Tips for Preparing Visual Presentations

General Guidelines

  • Final presentations, in the form of a slide deck, must be uploaded to the TAPPI Speaker Management system prior to the conference (unless you’ve made other arrangements with your session chairperson).
  • Have a backup of your presentation on hand, ideally on a USB key.
  • If you’re using your own laptop, set the screen resolution for optimal clarity and ensure you test your slides on the projector prior to your session.
  • Company name may be displayed on the first slide only. Trade names may be used only once.
  • If your deck contains crucial information which can stand alone, consider providing your audience with printouts that they can refer to later.
  • All presentations must be in compliance with TAPPI’s Antitrust Policy and Commercial Guidelines. Your deck will be reviewed prior to your session. Any slides that are not compliant will not be allowed in your presentation.

Tips for Creating your Slide Deck

  • Consider using only images as slides, rather than text. It serves as visual support while not forcing people to read while you’re talking.
  • If you are using text, select a simple font that is clear and easy to read. Sans-serif is best for slides, and be sure to use a minimum 30 point type.
  • Use a maximum of 3 fonts per presentation. This includes different sizes, as well as bold or italic versions of the same font.
  • Limit each line to 6 words, and 6 lines to each slide. You want to use the key words that reinforce your ideas, not create complete sentences.
  • Limit your slides to a maximum of 2 per minute.
  • Think of your slides as visual support for your ideas – they should not introduce new ideas, or contain information that will distract your audience from your talk.
  • Use the conference branded template and keep a uniform background throughout your presentation. Consistency in terms of color, font and design is key.
  • Ensure there is good contrast between your background and your typeface and/or graphics.
  • Use simple graphics that are high in contrast. Avoid dense tables, charts, etc.

Tips for using Graphs & Charts

  • Graphs and charts should contain at least 2 different, high contrast colors.
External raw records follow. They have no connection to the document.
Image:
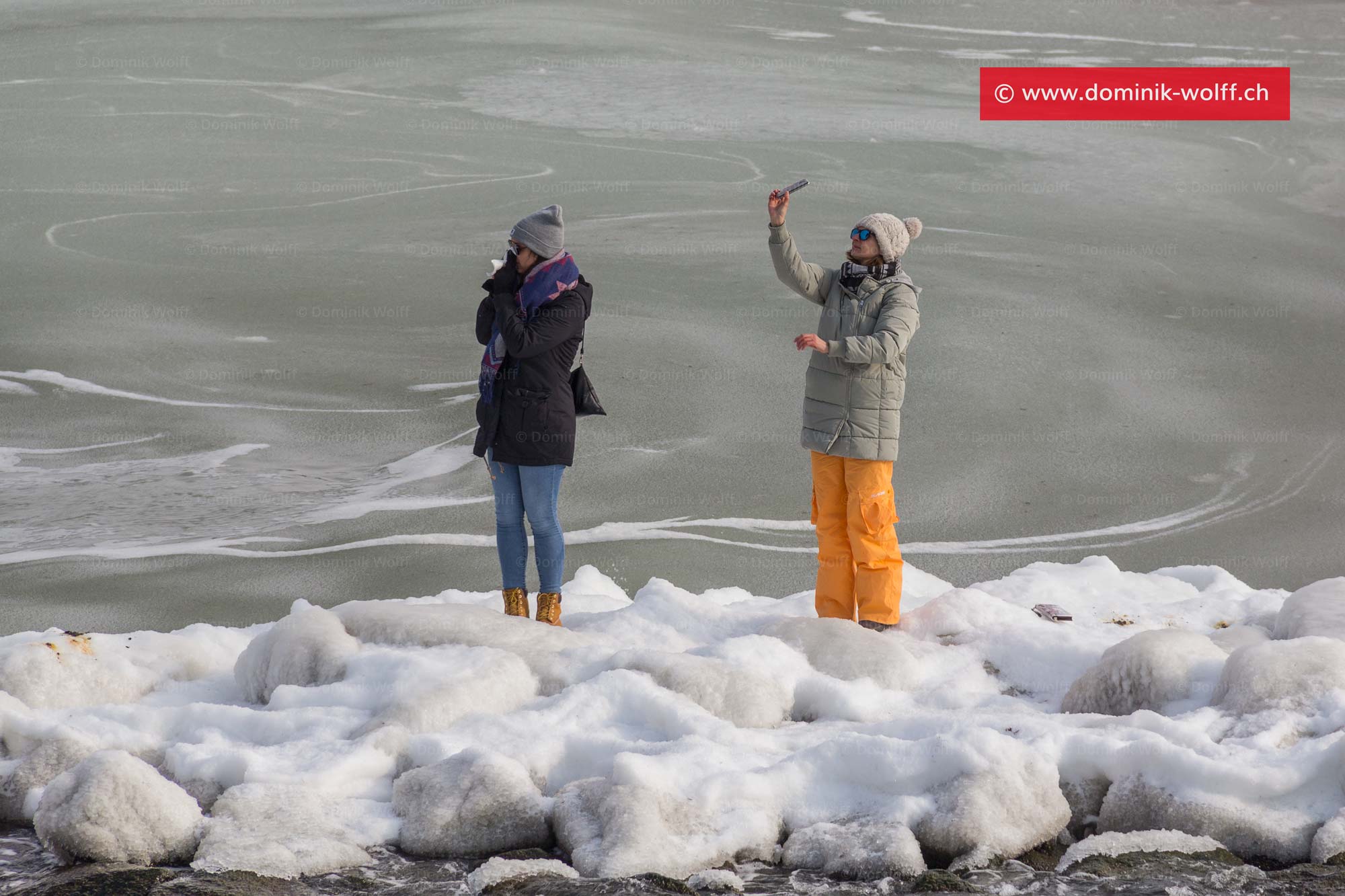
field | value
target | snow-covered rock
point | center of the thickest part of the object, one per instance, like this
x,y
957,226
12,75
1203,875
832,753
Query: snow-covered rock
x,y
1313,610
617,830
474,803
497,870
1330,840
60,670
1249,827
115,807
400,623
22,783
1139,841
1234,637
1281,674
734,692
716,880
287,830
1148,671
856,849
681,731
1009,805
851,651
432,689
307,647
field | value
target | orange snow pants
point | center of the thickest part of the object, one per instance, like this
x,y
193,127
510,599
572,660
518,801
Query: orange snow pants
x,y
859,559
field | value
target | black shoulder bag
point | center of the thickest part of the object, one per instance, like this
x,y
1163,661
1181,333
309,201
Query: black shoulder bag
x,y
586,399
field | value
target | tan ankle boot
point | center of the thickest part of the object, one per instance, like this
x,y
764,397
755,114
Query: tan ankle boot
x,y
549,607
516,602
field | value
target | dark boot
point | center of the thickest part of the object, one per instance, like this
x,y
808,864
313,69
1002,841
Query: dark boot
x,y
549,607
516,602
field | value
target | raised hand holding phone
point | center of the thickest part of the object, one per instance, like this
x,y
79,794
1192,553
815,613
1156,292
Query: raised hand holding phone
x,y
779,202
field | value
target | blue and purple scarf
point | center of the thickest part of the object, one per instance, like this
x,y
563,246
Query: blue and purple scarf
x,y
548,280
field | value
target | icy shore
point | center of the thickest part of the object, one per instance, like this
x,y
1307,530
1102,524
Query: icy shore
x,y
676,732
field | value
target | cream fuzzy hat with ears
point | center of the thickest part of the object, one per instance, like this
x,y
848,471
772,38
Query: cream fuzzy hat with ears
x,y
892,233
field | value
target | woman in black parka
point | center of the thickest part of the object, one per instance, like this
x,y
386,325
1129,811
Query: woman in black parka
x,y
532,323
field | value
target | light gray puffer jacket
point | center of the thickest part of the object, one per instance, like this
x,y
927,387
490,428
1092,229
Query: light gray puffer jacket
x,y
853,393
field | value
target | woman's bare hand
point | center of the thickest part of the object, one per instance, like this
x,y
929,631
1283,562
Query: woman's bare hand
x,y
810,341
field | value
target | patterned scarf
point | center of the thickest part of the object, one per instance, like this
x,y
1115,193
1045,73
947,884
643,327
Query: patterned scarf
x,y
853,274
545,282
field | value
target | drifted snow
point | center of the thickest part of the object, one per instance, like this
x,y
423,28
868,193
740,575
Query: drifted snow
x,y
474,803
501,869
114,807
855,849
1282,674
676,732
306,647
286,830
716,880
1148,671
1140,841
1315,610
Use different colors, not shading, to denote graph data.
  • Always include a legend for charts so that your audience will have all the visual information available at a glance.
  • Select the appropriate chart for your data. Bar and pie charts are easier to read, but sometimes line charts are necessary. In those cases, ensure your lines are well contrasted and easy to follow. (Note: It may be better to use solid/dashed/dotted lines for a chart rather than different colors. Always test your charts before making a final decision.)